On linux, you can look:
man shm_overview
for attaching a memory segment on several processes
and
man sem_overview
for the semaphore library for controlling parallel access.
You should define a struct with two fields, one for your global and one for a semaphore. Then, before any forking occurs, create some shared memory in the parent process big enough to hold this struct and initialize one there. In the children, map in the shared memory so they can access the global. All processes, parent and children, should obey the rules of the semaphore when accessing the global.
To avoid unnecessary blocking which can hurt performance, try not to hold the semaphore too long. When reading the global, make a quick copy of it in a process and use that, rather than holding the semaphore for the entire time you are using its value. Likewise, when changing the global, prepare your changes ahead of time (before you grab the semaphore) and, once you have the semaphore, copy them in all at once. Sometimes your work depends on reading and writing the global without it changing in between being read and written. In this case, some blocking may be inevitable.
It is not clear what platform you are on, but all major PC and server platforms (Windows, Linux/Unix/Mac OS) have support for shared memory and semaphores. The APIs may be different, but the functionality you need is there.
my question is somewhat conceptual, how is parent process' data shared with child process created by a fork() call or with a thread created by pthread_create()
for example, are global variables directly passed into child process and if so, does modification on that variable made by child process effect value of it in parent process?
i appreciate partial and complete answers in advance, if i'm missing any existing resource, i'm sorry, i've done some search on google but couldn't find good results
thanks again for your time and answers
The semantics of fork() and pthread_create() are a little different.
fork() will create a new process, where the global variables will be separate between the parent and children.
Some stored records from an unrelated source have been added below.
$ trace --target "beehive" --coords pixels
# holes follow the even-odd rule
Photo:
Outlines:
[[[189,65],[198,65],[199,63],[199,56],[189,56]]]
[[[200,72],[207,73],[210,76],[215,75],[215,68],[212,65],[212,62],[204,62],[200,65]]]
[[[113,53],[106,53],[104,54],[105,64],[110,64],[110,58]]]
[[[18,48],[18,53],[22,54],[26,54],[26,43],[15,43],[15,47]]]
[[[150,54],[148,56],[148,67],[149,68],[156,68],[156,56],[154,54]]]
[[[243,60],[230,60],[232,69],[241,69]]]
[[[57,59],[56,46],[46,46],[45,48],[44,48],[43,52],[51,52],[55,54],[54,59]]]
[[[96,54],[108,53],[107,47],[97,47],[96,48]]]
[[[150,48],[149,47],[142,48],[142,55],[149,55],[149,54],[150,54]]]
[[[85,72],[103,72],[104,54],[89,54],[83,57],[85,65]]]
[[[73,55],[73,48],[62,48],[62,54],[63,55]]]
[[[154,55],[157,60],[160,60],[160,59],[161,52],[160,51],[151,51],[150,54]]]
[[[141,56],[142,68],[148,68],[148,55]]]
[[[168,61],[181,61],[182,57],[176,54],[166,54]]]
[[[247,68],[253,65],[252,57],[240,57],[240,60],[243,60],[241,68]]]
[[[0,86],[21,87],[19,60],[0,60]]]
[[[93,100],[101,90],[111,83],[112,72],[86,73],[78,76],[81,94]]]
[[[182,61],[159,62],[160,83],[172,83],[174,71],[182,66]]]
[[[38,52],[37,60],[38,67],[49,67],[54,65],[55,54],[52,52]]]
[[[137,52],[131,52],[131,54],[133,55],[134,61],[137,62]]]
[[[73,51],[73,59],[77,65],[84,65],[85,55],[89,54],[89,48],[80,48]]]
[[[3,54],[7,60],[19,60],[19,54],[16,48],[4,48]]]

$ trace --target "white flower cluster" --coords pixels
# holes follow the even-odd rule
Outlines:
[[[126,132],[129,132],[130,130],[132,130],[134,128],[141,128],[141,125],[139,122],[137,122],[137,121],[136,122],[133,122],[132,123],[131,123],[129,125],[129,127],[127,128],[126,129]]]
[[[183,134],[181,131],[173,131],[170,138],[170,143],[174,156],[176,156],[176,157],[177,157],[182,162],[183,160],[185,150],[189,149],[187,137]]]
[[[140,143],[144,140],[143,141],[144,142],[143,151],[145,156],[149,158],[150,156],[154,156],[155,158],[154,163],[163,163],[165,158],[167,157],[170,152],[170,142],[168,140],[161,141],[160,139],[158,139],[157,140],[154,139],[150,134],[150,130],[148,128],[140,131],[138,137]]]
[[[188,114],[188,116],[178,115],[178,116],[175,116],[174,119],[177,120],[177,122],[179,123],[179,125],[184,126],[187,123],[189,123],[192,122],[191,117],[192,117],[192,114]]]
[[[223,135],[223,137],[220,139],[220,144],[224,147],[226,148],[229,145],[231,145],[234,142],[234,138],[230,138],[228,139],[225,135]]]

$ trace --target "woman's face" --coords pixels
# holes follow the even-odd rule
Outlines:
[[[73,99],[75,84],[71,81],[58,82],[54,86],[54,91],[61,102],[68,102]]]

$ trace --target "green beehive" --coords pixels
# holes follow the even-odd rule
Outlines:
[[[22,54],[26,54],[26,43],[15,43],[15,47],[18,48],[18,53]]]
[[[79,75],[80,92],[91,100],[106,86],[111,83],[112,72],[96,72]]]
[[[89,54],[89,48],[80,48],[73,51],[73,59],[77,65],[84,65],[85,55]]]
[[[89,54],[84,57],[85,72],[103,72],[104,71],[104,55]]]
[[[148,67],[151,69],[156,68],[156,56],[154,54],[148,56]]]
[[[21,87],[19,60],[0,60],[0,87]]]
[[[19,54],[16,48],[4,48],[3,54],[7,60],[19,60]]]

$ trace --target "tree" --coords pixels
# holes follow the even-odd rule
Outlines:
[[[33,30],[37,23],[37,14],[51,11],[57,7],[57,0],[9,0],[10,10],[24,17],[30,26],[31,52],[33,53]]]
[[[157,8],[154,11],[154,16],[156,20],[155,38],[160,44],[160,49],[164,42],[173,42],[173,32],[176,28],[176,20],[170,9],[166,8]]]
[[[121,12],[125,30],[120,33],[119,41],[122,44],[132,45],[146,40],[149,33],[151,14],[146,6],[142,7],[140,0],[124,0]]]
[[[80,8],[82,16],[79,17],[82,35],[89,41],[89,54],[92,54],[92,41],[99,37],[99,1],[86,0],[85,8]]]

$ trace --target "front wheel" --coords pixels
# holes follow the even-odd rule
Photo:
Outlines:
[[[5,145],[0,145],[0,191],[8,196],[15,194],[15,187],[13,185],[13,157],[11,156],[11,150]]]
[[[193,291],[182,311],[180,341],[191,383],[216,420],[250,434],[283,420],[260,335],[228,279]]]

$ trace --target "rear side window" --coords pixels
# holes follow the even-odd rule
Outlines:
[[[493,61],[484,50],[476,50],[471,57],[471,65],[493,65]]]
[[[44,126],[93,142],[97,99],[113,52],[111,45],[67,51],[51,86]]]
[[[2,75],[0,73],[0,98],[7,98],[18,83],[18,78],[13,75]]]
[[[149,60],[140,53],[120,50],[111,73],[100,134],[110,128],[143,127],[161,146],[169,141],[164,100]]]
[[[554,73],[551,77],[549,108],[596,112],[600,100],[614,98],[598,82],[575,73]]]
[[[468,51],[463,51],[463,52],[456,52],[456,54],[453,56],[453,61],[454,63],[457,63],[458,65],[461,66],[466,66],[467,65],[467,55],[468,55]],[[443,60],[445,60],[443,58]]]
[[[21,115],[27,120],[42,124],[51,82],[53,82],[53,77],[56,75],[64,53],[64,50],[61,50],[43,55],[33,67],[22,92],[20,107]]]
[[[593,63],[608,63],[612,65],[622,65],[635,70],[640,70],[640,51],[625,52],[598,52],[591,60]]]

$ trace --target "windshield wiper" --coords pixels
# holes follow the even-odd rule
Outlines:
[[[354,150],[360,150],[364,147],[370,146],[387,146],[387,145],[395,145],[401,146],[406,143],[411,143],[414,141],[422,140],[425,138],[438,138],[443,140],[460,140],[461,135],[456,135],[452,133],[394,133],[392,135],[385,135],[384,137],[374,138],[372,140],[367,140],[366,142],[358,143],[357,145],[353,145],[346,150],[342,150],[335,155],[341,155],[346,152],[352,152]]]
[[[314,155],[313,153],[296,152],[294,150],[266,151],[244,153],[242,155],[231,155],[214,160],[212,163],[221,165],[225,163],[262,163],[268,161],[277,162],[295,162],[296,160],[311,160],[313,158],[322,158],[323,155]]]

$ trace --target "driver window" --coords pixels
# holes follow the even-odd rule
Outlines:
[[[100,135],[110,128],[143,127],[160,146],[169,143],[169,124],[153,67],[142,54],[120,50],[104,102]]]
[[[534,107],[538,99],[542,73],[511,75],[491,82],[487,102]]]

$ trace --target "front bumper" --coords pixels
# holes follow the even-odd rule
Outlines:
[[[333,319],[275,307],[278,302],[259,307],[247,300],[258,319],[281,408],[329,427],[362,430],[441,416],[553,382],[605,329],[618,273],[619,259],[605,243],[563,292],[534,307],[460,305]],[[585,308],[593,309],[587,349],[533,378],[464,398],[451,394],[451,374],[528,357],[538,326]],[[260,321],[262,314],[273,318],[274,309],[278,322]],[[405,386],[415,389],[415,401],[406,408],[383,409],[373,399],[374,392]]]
Most OS implementations will use copy-on-write semantics, meaning that both the parent and child process will use the same physical memory pages for all global variables until one of the processes attempts to edit the physical memory, at which point a copy of that page is made, so that now each process gets its own copy and does not see the other process's, so that the processes are isolated.
pthread_create() on the other hand, creates a new thread within the same process. The new thread will have a separate stack space from the other running threads of the same process, however the global variables and heap space are shared between all threads of the same process. This is why you often need a mutex to coordinate access to a shared piece of memory between multiple threads of the same process.
TL;DR version: with fork(), you don't see the other guy's changes; with pthread_create() you do.
A fork creates an almost exact copy of the calling process, including memory and file descriptors. Global variables are copied along with everything else, but they are not in any way linked to the parent process. Since file descriptors are also copied, parent and child can interact via these (as long as they're setup properly, usually via pipe or socketpair).
There's a big difference between processes created by fork and between threads created with pthread_create. Processes don't share global variables and should communicate through pipes, sockets, or other tools provided by the OS. A good solution is MPI - which is a message-passing library for inter-process communication.
Threads are quite different. A thread created with pthread_create shares all the global variables with its caller. Moreover, the caller can pass an arbitrary structure into the thread, and this structure will also be shared. This means that one should be extremely careful when programming with threads - such amounts of sharing are dangerous and error prone. The pthread API provides mutexes and conditions for robust synchronization between threads (although it still requires practice and expertise to implement correctly).